Linearly Implicit Time Integration Methods for Real-Time Dynamic Substructure Testing

The simulation in real time of heterogeneous systems has to guarantee that the time integration of the equations of motion is always successfully completed within an a priori fixed sampling time interval. Therefore, numerical and/or physical substructures as well as numerical solution methods have to be adapted to the needs of real-time simulations. Monolithic stable numerical methods are implicit and cannot be easily used in real-time applications because of their iterative strategies necessary to solve the nonlinear corrector equations. As an alternative, in the present paper, we consider linearly implicit Rosenbrock-based L-stable real-time (LSRT) compatible algorithms with both two-stage and three-stage. Moreover, other linearly implicit structural integrators used nowadays to perform coupled simulations in real time are introduced too. Successively, typical properties of monolithic algorithms are shown when large time steps are employed.
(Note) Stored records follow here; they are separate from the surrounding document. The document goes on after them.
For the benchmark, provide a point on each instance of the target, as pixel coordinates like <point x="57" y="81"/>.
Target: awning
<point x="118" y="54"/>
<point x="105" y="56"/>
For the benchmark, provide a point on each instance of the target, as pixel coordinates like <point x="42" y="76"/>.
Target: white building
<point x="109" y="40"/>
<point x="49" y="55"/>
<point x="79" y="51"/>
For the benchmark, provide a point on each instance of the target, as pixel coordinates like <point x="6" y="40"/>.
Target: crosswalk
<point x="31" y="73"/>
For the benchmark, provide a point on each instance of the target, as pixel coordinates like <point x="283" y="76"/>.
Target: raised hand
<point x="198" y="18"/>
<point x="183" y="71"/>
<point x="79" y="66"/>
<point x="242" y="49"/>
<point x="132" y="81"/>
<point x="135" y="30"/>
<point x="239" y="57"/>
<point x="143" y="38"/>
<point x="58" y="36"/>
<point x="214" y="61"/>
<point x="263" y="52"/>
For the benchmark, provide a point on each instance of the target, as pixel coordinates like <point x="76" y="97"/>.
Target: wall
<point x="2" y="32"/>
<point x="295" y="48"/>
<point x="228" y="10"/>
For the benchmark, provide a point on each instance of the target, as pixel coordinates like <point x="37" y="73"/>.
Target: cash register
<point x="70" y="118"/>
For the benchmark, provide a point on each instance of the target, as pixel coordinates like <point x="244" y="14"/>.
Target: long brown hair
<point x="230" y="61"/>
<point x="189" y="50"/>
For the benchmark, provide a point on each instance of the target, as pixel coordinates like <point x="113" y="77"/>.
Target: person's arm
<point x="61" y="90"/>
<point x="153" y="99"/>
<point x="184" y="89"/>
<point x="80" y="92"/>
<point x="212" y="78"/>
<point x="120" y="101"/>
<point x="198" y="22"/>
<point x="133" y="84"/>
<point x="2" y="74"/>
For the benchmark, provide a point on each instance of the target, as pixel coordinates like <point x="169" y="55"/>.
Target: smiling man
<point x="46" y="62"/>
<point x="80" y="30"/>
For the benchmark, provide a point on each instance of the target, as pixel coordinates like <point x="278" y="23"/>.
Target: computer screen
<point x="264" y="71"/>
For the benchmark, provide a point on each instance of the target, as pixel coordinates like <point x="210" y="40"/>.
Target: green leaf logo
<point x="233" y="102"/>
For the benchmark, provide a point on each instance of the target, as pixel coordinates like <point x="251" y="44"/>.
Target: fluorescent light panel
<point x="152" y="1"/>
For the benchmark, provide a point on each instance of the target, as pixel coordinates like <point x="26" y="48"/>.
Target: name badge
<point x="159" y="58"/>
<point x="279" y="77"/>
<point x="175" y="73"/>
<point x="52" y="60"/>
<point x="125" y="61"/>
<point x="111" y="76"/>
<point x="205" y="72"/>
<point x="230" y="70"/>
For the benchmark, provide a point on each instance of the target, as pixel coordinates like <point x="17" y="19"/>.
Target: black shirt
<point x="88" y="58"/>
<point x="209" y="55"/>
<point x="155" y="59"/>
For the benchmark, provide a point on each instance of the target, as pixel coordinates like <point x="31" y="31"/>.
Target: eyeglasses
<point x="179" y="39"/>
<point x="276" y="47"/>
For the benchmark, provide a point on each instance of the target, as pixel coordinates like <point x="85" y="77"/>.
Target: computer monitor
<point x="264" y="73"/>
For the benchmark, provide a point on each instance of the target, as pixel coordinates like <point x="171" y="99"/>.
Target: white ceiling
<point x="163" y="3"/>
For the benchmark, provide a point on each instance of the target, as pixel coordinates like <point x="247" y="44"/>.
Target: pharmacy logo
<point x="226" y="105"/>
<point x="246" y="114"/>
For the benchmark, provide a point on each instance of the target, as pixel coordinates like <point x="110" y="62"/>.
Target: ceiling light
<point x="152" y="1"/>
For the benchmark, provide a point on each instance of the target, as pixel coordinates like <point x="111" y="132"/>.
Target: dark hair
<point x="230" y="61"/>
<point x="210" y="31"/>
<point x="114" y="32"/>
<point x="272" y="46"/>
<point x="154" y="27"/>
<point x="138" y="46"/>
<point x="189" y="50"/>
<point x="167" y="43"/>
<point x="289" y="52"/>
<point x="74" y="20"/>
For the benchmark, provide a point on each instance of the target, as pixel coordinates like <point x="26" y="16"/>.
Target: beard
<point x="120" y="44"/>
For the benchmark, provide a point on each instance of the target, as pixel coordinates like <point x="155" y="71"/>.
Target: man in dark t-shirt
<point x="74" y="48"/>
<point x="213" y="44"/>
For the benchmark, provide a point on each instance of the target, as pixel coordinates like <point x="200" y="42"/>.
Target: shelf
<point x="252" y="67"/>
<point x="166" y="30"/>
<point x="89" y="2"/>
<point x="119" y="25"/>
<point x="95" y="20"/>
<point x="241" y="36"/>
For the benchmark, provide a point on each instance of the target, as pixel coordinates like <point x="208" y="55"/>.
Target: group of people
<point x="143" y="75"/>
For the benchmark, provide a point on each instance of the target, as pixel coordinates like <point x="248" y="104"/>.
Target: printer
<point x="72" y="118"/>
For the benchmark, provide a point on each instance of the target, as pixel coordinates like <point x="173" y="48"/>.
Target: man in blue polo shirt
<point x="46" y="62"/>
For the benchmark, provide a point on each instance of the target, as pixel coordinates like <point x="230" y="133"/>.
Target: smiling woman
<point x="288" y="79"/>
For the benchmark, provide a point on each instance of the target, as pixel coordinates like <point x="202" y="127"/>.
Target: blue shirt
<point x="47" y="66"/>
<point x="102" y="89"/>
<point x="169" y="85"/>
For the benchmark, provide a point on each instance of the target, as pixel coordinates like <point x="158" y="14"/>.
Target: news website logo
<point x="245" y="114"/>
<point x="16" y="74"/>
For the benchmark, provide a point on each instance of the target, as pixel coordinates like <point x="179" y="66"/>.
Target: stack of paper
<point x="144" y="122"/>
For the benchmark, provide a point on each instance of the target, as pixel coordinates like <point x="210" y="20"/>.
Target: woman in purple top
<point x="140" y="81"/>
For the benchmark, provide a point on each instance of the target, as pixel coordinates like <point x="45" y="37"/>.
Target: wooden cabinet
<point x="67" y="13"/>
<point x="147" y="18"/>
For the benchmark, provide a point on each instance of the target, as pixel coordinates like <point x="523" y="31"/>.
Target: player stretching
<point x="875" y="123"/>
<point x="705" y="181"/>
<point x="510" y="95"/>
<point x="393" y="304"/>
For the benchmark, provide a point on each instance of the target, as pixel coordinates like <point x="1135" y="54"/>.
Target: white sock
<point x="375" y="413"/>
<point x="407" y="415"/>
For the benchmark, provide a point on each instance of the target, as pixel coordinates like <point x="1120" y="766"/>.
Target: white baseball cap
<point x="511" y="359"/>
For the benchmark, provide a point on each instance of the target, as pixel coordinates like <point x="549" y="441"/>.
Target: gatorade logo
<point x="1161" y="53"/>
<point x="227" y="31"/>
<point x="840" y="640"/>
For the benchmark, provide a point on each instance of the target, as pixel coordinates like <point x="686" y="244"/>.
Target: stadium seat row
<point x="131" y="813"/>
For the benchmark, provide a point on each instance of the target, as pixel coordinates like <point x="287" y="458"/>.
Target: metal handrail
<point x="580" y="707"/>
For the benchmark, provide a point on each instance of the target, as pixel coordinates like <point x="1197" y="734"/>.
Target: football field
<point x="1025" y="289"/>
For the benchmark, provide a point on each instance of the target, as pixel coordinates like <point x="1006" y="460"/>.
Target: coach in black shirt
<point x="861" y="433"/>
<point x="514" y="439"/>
The loss of stability and the reduction of accuracy of these algorithms, when applied to coupled systems caused by kinematically closed loops, are analyzed in-depth through a split-inertia substructured system. In this respect, the benefits of the L-stability property are shown. Finally, the performance of the algorithms under investigation appears in a number of more realistic tests considering both nonstiff and stiff substructures.